La primera imagen que vemos en La flor es un artefacto metálico que antaño exponía carteles publicitarios. Ahora, vacío y solitario, como si hubiese dejado de dar sombra, muestra su esqueleto, como si fuese una estructura mutada completamente con el paisaje. Un paisaje en mitad de la nada, en mitad de un silencio, roto por la circulación de los automóviles en una carretera que, al igual que la estructura, antaño tuvo algo de esplendor, y ahora se ha convertido en una vía secundaria, en un lugar olvidado.

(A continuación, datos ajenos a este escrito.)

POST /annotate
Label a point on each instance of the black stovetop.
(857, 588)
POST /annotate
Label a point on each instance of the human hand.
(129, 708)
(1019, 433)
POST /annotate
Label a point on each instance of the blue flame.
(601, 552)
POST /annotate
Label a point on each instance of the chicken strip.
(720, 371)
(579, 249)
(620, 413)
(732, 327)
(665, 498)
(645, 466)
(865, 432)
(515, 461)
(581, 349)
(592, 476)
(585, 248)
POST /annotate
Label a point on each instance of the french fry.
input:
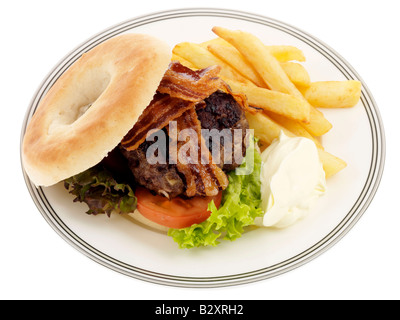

La cámara captura el andar de Mariano Llinás (Buenos Aires, Argentina, 1975) que se encamina a un descanso para almorzar donde sienta y nos mira a nosotros. Su voz en off nos relata la estructura de la película dibujando un diagrama en forma de flor. Llinás, junto a Laura Citarella, Alejo Moguilansky y Agustín Mendilaharzu son “El Pampero Cine”, una compañía que lleva casi dos décadas abriendo y renovando nuevas ventanas de producción y exhibición en el cine argentino. Una compañía colectiva y cooperativa alejada de los cánones establecidos que impone el cine comercial, con su forma personal e intransferible de filmar y exhibir un cine libre, estético, rompedor, heterogéneo, personal, independiente, inquieto, y sobre todo, divertido y autoral, no en el sentido de propiedad individual del director, sino de la colectividad de la película, donde todos y cada uno de los miembros del equipo, son parte de la película. Del Pampero han surgido unos 15 títulos entre largos, medios y cortometrajes, entre los que destacan su opera prima Balnearios (2002) e Historias extraordinarias (2008), las dos de Llinás, Ostende (2011) y La mujer de los perros (2015) ambas de Laura Citarella, El loro y el cisne  (2013), El escarabajo de oro (2015) codirección, y La vendedora de fósforos (2017), las tres de Alejo Moguilansky,  Títulos que abogan por un cine alejado de lo inmutable, primorosamente singular y profundo, marcado por el cine como diversión, experimentación y juego, arraigado en la amistad y el compañerismo, en que realidad y ficción se confunden, se transmutan y se convierten en un absoluto y peculiar juego de espejos donde todo es real y ficticio a la vez, en el que cine y vida se complementan al unísono.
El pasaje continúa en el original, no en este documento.